There’s still some (lots of!) room for improvement on the user experience side of running software in containers on a Mac, but it looks like the gap on some basic or not-so-basic workloads is not that big anymore, even when compared to running native containers in Linux.
This are some issues that you may hit:
If podman can’t run a container, check if the podman machine was created and started.

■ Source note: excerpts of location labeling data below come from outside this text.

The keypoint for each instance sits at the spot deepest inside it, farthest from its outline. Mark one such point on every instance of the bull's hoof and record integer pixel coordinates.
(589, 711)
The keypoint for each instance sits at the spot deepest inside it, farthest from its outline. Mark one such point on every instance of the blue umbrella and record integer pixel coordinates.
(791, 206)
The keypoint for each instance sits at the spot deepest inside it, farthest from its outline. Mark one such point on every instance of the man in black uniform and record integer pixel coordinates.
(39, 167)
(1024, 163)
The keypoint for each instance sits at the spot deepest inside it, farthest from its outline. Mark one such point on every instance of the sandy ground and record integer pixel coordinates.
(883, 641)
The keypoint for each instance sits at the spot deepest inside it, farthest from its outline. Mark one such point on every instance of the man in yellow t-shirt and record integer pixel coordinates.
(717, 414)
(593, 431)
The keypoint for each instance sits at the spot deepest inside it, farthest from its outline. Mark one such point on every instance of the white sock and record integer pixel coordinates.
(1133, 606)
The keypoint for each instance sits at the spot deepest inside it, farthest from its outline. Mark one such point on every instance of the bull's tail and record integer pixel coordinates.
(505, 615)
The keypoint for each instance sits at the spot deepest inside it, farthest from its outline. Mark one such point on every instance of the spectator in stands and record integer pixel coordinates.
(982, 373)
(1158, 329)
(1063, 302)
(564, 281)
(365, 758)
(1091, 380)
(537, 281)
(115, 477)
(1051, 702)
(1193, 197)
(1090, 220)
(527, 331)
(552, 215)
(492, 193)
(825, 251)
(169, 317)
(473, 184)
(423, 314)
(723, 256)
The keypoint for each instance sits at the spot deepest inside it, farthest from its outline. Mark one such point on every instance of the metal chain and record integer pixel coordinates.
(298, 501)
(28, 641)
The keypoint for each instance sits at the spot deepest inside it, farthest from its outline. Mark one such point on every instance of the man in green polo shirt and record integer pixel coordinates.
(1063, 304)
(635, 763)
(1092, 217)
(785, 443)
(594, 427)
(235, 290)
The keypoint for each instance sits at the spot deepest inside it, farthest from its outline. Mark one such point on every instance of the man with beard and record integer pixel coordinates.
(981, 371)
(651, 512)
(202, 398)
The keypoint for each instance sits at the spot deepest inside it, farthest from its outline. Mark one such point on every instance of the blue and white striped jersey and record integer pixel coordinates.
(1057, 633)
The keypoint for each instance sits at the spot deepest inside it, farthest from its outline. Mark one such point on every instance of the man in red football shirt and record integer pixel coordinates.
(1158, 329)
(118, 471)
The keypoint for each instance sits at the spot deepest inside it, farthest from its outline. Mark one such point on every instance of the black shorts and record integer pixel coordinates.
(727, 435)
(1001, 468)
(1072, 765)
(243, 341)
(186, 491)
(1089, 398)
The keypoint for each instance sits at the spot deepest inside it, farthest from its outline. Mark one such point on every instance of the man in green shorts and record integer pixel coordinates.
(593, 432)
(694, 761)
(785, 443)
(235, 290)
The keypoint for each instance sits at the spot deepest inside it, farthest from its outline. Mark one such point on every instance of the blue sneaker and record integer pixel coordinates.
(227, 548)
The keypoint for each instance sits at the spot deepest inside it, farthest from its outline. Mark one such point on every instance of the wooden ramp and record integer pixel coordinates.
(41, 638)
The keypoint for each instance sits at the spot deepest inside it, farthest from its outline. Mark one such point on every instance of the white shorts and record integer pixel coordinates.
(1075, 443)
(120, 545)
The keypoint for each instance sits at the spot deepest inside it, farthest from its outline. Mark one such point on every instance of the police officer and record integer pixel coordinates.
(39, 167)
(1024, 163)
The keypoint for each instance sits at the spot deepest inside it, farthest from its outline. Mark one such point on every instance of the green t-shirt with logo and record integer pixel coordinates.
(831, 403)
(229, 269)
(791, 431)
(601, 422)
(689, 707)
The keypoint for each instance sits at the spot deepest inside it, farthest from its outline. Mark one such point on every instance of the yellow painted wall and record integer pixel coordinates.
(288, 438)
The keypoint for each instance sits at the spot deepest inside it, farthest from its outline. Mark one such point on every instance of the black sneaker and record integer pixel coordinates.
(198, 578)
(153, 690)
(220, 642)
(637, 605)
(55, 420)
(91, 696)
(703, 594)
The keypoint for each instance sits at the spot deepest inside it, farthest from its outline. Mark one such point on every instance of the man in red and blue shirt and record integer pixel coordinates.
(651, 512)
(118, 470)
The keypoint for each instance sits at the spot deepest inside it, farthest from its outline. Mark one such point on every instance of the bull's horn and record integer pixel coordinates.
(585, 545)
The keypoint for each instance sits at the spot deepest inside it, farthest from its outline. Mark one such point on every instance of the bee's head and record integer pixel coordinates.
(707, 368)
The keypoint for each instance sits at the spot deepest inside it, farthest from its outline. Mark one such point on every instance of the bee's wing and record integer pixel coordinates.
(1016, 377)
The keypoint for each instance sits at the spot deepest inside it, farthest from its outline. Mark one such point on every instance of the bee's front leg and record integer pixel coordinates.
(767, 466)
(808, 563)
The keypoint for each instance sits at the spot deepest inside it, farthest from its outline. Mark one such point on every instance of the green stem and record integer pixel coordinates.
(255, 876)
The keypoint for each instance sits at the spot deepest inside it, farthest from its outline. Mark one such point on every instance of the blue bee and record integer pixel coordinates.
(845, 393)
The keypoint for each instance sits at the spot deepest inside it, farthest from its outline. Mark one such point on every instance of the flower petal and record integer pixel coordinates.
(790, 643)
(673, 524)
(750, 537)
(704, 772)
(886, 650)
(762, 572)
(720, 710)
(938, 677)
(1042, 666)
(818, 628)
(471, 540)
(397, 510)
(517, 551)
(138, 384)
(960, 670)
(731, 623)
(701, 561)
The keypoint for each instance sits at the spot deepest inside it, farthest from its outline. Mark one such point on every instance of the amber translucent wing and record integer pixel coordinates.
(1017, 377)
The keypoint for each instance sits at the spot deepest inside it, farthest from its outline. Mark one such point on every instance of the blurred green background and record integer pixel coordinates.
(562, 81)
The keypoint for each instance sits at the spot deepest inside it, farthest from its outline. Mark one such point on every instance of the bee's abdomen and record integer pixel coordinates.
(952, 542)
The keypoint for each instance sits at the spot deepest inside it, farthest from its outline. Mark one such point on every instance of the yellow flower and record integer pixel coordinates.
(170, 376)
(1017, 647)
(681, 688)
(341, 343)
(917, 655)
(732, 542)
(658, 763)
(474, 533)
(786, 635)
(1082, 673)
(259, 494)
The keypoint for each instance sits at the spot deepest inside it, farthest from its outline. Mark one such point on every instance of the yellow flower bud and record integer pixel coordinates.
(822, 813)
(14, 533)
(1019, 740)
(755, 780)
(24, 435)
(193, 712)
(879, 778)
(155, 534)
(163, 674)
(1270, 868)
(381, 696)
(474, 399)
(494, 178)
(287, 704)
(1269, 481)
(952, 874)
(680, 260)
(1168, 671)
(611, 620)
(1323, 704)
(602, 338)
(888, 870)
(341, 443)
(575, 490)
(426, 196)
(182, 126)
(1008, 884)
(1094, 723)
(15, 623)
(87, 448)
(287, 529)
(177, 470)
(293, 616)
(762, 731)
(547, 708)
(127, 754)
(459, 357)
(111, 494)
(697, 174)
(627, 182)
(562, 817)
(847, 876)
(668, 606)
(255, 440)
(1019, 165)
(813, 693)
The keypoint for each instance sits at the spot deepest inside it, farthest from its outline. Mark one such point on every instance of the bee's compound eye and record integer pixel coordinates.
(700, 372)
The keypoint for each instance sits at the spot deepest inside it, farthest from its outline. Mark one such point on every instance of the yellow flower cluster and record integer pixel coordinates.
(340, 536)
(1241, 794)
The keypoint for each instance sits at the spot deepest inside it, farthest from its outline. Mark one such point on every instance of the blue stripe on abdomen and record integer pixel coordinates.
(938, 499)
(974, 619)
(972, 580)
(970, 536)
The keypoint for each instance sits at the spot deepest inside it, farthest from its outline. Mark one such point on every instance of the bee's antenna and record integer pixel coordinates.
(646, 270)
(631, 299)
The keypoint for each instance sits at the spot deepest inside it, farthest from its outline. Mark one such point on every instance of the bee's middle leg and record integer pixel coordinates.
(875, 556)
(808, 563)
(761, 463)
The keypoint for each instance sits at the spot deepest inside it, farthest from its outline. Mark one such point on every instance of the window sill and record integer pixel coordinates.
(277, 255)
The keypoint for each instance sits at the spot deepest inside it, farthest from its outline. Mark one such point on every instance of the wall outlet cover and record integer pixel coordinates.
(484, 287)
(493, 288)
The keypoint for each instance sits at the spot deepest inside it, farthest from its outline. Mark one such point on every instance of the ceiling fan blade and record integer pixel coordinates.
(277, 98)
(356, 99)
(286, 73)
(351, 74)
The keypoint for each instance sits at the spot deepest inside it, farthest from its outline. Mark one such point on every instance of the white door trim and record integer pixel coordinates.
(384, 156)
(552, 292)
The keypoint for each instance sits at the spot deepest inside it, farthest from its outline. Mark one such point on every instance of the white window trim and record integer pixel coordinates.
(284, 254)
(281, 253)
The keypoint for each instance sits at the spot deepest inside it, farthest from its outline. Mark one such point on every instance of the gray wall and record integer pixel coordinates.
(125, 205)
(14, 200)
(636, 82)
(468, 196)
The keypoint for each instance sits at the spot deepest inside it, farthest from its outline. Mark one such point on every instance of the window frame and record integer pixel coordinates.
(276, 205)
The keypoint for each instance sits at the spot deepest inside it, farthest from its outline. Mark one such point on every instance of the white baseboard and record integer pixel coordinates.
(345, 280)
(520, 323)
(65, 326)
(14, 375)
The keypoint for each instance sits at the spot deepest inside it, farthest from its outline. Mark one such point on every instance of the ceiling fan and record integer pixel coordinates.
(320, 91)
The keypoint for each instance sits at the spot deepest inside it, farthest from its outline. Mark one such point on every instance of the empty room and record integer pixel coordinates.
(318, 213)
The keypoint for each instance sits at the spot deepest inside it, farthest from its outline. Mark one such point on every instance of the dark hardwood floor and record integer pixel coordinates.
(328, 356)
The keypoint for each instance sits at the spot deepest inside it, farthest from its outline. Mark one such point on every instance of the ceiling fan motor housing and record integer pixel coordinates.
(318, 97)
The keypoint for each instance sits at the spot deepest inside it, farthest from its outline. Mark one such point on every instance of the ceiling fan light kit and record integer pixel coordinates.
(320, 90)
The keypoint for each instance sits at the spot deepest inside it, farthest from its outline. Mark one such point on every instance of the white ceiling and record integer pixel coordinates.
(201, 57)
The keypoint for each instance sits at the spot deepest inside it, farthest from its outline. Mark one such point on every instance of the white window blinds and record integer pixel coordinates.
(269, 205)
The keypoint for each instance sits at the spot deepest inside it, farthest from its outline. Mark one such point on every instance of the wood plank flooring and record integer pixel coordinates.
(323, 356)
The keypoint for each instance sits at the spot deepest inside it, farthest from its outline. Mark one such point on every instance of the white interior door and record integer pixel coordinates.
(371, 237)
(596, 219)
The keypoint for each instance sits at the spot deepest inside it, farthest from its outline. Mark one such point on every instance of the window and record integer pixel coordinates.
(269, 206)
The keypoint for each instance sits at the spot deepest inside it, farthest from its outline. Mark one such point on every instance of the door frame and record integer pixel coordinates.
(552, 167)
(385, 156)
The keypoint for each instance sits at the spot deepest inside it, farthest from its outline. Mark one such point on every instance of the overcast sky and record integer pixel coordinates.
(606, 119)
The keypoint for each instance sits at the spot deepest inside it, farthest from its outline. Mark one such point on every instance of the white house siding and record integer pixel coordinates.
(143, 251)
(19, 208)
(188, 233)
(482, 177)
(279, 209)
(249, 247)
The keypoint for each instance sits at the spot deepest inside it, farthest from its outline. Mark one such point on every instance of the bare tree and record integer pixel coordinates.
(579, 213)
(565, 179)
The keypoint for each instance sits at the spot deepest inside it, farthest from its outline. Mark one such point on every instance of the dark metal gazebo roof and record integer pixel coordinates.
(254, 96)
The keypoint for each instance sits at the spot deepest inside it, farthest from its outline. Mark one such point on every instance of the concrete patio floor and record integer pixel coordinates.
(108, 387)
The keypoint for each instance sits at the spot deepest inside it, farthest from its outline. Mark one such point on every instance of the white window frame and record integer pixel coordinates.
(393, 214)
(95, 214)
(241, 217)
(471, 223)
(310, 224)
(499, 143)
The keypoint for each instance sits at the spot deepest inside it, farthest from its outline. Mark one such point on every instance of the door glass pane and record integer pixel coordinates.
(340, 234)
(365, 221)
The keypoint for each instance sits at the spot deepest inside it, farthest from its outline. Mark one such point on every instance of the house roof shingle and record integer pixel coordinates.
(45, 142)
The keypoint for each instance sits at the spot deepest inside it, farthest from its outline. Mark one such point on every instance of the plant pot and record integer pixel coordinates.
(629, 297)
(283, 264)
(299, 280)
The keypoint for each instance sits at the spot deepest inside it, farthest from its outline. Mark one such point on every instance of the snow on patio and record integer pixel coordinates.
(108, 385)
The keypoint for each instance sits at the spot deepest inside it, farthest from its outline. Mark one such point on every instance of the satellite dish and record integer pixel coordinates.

If RamaLama can’t start due to podman being unable to access the podman
machine, check if the machine is running, and check if you don’t have
another machine running (e.g. the podman-default-machine
). RamaLama does
not seem to be smart enough to select the machine based on
CONTAINERS_MACHINE_PROVIDER
, and it may get the default machine. Try
stopping the podman-default-machine
and run RamaLama again. As a last
resort, remove the podman-default-machine
(it can be recreated at any time).
If things start to get too slow, without without any visual feedback,
stop execution (CTLR+C) and restart with --debug
. Most operations restart
from where it stopped (specially those involving downloads), and debug may
calm down your anxiety. (It helped with mine.)